Saturday, November 11, 2017

Alas,

we read this week of the untimely death of David Pendleton, programmer for the Harvard Film Archive, and if repertory film had a Local Lion, it was ever himself. This is a blow to our Sacred Cause My Friends. Pendleton, had serious film chops, better than my own by any measure, he was a great believer in "The Comprehensive Retrospective" and it is only thanks to him and his willingness to get the content, that I, a mere dabbler Orsonologist could ever see Orson Welles thought-lost "Too Much Johnson Footage" or his infamous television pilot "The Gina Lollobrigida Story". It is thanks only to David Pendleton, thru the auspices of his "John Ford Retrospective" that I finally realized that John Wayne really could act and act well. And in these recent years as I grow older but ever in need of film education, the Harvard Film Archive and it's eclectic summer screenings have become a potent co-competitor with the Drive Ins for my attention & money. In life, Pendleton was a friendly low key man, he had impeccable taste, eminently approachable, not two months ago we briefly commiserated about the challenges of finding good quality subtitled Filipino cinema for revival. Here was a man with big budget and proven track record reviving obscure movies in a classy venue openly communing with the co-curator of an obscure repertory franchise that counts twenty tickets sold as "Success". Sometimes Channel Zero could out program Pendleton, on a one-off basis, but we could never beat him, he was too good at his job. His hard work and depth of knowledge was a solid asset to the HFA, I feel for anyone trying to step into Pendleton's shoes, it'll be a real job to honor the tradition. Film isn't dying, its changing...box office receipts are down for mainstream productions, VOD is pretty much the wave of the future, franchises like Channel Zero have iffy prospects over the intermediate term. Thats what makes David Pendleton's Programming so Important, as darkness falls, he proudly lit things up. Thank you David Pendleton, You Will Be Missed.
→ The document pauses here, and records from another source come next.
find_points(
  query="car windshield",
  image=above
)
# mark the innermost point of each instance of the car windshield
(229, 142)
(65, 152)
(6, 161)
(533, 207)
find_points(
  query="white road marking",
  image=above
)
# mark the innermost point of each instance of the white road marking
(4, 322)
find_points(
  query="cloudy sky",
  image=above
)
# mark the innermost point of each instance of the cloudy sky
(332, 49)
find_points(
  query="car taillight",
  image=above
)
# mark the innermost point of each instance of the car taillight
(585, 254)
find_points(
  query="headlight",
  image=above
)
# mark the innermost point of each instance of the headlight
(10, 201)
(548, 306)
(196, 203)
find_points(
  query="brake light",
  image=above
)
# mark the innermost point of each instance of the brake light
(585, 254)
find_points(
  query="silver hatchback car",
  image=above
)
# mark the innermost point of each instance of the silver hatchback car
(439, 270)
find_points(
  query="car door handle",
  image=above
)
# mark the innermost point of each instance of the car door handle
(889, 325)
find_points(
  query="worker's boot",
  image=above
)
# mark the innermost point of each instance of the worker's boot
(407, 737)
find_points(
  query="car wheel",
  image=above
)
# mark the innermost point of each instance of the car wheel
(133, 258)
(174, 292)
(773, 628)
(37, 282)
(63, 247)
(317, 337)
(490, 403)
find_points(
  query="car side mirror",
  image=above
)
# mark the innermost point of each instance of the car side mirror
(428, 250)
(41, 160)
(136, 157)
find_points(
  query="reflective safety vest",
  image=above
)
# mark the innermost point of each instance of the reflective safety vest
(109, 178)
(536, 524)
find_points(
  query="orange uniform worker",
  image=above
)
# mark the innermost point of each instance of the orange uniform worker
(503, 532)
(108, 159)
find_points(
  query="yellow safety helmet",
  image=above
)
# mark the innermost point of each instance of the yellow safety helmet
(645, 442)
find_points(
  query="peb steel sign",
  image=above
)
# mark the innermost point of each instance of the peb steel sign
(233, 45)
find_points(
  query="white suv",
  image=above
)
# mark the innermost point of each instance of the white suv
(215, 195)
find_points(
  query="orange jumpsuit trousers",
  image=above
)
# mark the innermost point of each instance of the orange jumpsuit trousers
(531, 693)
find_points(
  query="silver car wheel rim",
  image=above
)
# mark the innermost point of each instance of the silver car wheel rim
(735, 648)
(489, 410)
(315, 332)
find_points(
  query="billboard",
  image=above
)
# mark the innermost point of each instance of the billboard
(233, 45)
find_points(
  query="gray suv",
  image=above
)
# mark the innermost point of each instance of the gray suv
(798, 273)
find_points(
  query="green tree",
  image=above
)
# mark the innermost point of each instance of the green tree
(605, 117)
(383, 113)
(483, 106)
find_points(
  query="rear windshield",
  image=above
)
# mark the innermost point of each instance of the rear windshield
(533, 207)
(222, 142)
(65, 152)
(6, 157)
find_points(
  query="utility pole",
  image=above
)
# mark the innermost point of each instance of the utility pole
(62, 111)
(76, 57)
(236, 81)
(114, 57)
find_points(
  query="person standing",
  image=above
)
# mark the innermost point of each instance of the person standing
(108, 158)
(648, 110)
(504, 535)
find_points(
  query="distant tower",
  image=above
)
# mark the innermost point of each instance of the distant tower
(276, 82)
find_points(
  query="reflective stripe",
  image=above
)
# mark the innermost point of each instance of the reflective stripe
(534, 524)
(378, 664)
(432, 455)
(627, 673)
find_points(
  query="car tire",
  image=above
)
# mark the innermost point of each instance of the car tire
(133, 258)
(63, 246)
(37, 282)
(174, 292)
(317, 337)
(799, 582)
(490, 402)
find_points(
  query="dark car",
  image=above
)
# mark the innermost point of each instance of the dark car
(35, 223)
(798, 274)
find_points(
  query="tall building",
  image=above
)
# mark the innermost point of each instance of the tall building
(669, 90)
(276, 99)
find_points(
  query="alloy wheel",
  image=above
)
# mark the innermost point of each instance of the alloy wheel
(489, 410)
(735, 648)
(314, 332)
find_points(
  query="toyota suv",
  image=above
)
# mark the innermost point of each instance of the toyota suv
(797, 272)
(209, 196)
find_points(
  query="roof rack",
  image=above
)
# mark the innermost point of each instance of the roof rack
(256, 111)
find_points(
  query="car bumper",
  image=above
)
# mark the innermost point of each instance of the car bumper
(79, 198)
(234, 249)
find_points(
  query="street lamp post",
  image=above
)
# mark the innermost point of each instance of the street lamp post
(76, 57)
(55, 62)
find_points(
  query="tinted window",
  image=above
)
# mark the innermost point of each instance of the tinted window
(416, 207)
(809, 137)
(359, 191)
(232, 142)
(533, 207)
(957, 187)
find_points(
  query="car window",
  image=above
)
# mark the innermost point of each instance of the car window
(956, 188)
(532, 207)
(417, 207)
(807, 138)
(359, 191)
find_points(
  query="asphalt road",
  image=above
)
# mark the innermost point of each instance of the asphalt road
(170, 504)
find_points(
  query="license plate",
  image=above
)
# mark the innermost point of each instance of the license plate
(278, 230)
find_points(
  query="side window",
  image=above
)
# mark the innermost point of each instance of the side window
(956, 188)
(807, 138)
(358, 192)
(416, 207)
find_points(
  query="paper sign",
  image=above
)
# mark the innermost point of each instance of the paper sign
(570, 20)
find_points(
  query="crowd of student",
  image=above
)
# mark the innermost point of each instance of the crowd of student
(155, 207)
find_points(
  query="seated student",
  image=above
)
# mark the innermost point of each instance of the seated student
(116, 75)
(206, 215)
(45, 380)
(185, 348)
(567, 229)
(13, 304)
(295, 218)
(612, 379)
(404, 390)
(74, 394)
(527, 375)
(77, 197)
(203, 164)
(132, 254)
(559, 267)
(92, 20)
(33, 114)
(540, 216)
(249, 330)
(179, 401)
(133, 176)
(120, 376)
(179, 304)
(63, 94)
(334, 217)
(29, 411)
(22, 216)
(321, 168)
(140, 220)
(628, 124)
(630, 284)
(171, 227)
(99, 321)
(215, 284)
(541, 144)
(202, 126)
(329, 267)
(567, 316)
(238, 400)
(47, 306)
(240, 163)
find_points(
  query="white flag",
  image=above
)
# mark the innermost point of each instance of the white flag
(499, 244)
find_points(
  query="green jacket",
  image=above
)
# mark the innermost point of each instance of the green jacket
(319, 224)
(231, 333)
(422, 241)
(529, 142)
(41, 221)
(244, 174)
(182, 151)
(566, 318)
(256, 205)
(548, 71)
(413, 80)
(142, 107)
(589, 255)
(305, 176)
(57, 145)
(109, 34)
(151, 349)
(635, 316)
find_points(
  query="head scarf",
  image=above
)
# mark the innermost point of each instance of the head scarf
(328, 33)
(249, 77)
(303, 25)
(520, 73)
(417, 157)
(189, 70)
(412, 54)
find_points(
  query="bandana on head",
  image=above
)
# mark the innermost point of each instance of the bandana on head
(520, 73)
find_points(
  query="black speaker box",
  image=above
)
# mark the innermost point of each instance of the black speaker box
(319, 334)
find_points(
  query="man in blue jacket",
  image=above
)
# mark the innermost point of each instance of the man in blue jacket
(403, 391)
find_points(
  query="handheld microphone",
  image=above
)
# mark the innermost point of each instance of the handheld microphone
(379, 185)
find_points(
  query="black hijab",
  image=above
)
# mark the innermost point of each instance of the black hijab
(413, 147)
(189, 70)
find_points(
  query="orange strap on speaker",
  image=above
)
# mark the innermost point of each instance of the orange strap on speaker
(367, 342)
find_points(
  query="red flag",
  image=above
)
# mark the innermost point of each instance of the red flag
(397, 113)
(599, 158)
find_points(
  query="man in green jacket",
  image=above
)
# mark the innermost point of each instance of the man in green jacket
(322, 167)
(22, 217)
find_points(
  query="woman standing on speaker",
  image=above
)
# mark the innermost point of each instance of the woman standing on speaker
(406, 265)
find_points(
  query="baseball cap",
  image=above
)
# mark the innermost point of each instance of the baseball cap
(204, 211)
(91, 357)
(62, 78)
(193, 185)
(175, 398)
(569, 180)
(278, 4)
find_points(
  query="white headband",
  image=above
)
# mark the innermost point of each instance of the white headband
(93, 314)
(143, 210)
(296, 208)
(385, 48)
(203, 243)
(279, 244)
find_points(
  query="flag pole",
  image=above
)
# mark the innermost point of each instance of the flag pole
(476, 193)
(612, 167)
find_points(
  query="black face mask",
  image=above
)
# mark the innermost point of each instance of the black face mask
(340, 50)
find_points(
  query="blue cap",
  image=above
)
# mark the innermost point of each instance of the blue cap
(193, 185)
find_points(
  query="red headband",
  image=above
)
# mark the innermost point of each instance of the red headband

Tuesday, November 07, 2017

Run Don't Walk to the Somerville Theatre

there is still time to see "Mansfield 66/67" (2017) Ebersole & Hughes unique essay film/documentary on the decline and fall of Hollywood Blonde Bombshell, Jayne Mansfield, its a one week run that ends Thursday Night...so HURRY!! Long Before the Age of Trump, Instant D-List Celebrity, the Kardashians, Paris Hilton or "reality television", there was Jayne Mansfield, resolutely Hollywood B-List and the world's first true all up "Fame Junkie", a veritable "notorievore"movies, TV, husbands, kids galore, a dalliance with the Church of Satan, she loved attention...craved it, derived sustenance from it....this film doesn't delve into Jayne's "tormented psyche" it merely dances merrily thru her most picturesque neuroses and nigh operatic bids for adulation. Her sudden violent death in a car accident circa 1967 is the final irony, the family buried her in Pennsylvania, the very place Jayne had been physically, mentally & spiritually trying to escape since she was a 13 year old girl. She was in so many ways the "Jayne the Baptist", the Prophetess of the 21st Century, The Matron Saint of Publicity Stunts. For the Love of Ghod Please See This Movie!!